Going back to what I was saying, there we sat, a white blond haired woman and me an ‘olive’ black haired Indian. We sat there talking of skin color and racial heritage. Many times in the conversation, I felt apologetic for my choice of words. Yet, I was saying nothing wrong. A conversation that would have been normal with K or Akay or my sister suddenly felt strange. I was trying to be politically correct all the time. This is not about racism or preference of lighter skin tone over darker but it does graze the edges. The problem definitely was with me.

Driving home, I probed into my psyche. Why is it that I am conscious of what I say when I am around people of a different race or nationality? Shouldn’t friends be friends no matter where each person is from? Is this just the beginning of a huge series of adjustments I am to make in my life?

How or where does one start? I have prided myself on my ability to be fair. To be equal. Yet, there are parts of me that are so seeped in old notions that they shock me on occasion. I have cringed when people around me talk about racism against them. I have chosen to believe it lies in perception and that people are inherently good.

A simple conversation with no racial overtones brought about an avalanche of thoughts. I have been processing it for over a day now. I have no answers but I am glad I am thinking about it.

6 thoughts on “Colored thoughts

  1. I could imagine the uneasiness you felt. I think it is is really good that you were able to talk about these topics to someone non-Indian. That itself is a healthy beginning. I am not sure if I would have ventured to talk about racial topics – I do have such non-Desi acquaintances/colleagues with whom I could talk freely. But even I would have tried to be politically correct all the time.

  2. There is no need for you to be apologetic about wanting a child that looks like you and your hubby. There is nothing racial about it. It is natural for people to imagine their loved ones as someone like them – it is not because you prefer one over the other. It is racism when you start feeling either superior or inferior becaue of color.

    It is an important phase of your life so just enjoy it without polluting it unnecessary guilt! Best wishes.

    BTW I am intrigued that a ‘close’ non desi friend of yours would ask you about the color of your would-be child. Why did it matter to her at all?

  3. “Why is it that I am conscious of what I say when I am around people of a different race or nationality? Shouldn’t friends be friends no matter where each person is from?”

    You are being extra careful about not hurting the other person’s sentiments.
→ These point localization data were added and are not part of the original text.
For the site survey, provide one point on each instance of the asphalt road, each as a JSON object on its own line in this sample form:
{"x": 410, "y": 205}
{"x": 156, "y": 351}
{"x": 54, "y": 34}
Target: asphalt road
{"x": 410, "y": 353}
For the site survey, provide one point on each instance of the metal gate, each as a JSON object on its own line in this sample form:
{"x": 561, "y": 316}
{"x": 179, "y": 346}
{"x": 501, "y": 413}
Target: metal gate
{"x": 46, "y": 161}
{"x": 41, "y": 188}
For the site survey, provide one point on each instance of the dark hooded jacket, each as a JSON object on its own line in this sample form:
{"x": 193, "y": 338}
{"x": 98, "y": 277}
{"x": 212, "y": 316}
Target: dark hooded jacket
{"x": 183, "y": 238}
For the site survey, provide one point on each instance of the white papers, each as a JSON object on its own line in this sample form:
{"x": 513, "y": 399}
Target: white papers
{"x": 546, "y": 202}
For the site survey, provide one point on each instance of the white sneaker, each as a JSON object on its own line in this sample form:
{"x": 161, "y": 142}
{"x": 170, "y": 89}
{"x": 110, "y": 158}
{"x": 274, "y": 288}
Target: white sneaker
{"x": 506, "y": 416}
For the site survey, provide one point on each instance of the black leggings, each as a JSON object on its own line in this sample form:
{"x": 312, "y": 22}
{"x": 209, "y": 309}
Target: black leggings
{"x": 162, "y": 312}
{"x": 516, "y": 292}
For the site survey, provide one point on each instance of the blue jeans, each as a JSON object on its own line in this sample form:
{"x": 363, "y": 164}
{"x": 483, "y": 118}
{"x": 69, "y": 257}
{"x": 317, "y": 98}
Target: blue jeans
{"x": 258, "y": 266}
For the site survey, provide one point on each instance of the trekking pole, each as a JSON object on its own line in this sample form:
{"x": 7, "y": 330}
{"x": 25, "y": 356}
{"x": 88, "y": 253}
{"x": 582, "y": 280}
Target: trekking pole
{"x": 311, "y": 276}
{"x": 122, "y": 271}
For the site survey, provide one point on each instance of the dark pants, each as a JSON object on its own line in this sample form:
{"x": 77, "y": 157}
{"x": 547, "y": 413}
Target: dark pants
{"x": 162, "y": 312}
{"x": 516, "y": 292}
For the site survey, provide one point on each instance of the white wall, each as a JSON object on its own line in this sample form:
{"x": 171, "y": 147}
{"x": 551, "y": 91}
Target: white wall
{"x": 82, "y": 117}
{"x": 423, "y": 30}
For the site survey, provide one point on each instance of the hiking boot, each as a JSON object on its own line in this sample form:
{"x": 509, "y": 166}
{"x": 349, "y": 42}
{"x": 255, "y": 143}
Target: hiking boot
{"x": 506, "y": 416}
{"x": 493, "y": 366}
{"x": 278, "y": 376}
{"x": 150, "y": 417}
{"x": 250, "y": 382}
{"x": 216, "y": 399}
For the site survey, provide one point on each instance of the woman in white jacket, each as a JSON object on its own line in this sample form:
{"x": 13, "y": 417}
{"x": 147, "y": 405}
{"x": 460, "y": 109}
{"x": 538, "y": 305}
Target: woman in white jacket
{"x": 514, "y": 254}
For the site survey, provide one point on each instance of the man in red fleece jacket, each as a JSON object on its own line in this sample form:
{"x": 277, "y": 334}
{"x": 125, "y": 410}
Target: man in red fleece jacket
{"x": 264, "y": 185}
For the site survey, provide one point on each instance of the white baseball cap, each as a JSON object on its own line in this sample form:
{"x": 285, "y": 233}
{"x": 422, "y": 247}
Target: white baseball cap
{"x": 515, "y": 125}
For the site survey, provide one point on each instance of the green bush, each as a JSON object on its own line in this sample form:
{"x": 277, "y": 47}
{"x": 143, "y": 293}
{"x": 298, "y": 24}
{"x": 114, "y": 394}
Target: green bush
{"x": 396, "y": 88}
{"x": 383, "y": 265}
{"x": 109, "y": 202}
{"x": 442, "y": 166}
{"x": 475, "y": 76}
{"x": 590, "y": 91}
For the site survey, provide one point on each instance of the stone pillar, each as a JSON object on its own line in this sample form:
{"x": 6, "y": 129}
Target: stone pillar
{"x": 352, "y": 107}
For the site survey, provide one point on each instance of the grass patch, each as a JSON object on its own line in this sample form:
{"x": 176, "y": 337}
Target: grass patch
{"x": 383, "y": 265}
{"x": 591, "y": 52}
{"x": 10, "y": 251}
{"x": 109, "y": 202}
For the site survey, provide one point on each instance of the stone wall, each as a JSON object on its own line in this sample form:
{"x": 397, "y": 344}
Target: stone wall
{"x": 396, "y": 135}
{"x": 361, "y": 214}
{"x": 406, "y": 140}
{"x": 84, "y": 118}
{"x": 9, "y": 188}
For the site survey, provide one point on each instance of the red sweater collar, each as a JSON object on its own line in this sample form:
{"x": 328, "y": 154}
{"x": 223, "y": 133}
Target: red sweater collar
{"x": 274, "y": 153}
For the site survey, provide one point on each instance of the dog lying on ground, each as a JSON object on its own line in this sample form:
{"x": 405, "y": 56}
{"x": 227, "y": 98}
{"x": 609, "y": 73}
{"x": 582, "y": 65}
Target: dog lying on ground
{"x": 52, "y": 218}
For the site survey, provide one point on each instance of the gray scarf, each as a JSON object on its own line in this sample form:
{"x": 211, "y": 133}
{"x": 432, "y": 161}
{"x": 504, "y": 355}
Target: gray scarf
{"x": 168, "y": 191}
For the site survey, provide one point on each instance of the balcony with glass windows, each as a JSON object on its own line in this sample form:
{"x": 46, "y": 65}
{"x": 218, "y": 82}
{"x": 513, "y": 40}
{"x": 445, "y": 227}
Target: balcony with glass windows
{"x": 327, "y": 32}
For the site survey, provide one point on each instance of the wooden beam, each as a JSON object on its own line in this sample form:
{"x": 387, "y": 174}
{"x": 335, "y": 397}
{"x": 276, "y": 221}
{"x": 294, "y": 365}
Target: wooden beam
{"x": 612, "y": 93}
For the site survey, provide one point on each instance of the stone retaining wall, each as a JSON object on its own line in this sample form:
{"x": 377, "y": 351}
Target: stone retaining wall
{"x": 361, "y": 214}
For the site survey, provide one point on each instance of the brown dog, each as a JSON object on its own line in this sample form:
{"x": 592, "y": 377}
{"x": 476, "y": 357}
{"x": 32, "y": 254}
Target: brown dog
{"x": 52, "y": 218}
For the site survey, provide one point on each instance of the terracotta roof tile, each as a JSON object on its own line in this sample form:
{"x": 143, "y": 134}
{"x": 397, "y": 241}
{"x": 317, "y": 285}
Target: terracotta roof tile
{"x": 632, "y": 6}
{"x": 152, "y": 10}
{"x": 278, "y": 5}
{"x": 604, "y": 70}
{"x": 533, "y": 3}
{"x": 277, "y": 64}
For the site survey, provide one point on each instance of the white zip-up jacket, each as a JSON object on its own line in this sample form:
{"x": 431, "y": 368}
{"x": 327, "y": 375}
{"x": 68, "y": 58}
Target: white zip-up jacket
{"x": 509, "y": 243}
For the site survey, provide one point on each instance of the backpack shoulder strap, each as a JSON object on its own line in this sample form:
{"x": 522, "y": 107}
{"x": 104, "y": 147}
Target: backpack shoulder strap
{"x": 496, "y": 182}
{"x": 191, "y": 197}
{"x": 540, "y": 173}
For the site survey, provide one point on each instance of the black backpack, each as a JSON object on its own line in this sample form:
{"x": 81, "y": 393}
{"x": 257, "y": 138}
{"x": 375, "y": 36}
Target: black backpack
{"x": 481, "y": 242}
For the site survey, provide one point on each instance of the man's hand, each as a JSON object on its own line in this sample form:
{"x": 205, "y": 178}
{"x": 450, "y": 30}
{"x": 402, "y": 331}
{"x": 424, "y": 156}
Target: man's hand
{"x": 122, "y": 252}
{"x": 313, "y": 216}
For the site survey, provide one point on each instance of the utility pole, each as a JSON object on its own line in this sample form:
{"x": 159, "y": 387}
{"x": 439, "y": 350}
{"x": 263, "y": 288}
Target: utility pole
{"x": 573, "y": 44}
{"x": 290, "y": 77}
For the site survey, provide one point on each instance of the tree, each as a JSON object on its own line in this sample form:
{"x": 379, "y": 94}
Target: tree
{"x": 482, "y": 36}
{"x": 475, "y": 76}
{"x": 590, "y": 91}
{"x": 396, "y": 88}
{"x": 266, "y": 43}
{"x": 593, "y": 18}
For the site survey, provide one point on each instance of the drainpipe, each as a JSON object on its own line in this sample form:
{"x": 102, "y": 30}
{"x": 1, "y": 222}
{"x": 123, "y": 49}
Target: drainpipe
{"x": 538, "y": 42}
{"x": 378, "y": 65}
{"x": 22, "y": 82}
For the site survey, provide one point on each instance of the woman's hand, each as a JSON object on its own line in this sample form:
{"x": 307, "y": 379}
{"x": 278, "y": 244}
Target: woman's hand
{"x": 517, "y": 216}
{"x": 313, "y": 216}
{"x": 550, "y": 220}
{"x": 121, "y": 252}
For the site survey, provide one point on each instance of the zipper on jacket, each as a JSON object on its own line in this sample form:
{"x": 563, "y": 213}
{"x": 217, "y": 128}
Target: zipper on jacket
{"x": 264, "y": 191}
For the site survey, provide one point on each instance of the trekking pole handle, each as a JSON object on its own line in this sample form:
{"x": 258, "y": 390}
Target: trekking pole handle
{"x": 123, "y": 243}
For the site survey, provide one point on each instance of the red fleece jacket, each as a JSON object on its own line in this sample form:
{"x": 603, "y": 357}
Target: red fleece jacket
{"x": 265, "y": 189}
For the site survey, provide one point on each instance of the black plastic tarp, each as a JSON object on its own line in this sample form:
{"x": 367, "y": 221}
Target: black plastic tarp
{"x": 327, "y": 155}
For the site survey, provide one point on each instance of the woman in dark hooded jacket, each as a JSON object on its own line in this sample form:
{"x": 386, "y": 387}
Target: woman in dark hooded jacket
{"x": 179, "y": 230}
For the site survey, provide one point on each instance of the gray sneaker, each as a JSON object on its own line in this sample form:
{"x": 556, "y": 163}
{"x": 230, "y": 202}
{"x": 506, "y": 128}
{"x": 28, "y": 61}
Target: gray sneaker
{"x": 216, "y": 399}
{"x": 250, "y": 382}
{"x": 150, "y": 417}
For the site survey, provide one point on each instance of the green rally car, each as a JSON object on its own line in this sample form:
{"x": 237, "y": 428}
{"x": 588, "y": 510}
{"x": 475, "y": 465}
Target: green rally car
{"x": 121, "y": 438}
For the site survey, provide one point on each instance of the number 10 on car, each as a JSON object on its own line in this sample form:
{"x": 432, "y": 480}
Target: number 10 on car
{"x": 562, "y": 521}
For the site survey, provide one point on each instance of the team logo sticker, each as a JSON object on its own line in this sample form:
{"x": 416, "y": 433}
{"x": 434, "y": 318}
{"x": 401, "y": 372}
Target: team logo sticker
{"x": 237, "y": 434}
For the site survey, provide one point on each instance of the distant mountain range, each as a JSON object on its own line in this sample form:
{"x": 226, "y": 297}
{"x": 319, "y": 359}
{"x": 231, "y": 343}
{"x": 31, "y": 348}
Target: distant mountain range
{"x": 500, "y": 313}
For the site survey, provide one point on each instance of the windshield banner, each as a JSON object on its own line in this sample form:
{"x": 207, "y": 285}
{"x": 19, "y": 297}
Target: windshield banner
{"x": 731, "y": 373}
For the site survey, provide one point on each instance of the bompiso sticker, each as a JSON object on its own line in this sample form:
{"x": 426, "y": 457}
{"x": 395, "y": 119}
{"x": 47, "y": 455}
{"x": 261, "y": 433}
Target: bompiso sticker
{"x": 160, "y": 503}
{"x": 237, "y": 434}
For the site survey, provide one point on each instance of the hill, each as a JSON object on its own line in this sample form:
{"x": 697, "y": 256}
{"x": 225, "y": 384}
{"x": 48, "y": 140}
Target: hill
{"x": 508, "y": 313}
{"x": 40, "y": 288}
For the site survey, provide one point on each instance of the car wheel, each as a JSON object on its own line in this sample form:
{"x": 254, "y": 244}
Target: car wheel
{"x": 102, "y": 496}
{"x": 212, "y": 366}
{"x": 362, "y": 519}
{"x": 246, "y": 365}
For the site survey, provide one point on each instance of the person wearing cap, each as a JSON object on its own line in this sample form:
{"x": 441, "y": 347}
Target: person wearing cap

And it’s hard to know what those “sentiments” are because they are subjective and to a certain extent stems from his/her cultural background. Yes, friends should be friends no matter where each person is from. But it takes a while for the friendship to mature to that stage. And You need to get through this phase to reach that stage.

  4. Hey Laksh, it is perfectly normal. My friends wanted only Caucasian kids saying they needed those who come into the family to not look different and feel more a part of the family. So,it is absolutely fine!! 😀

  5. @Gayu: Guess it is more of a reminder to myself than anything else.
    @Anamika: Being politically correct will be the death knell of us all.
    @Anonymouse: Its not being apologetic. Am just surprised at my reactions myself. Like I said nothing wrong about my friend asking me. What is wrong is my reaction and the way I felt queasy about it.
    @Suman: True. I hope to someday reach that level of comfort.
    @Apar: I know it is fine. Yet something about it disturbs me.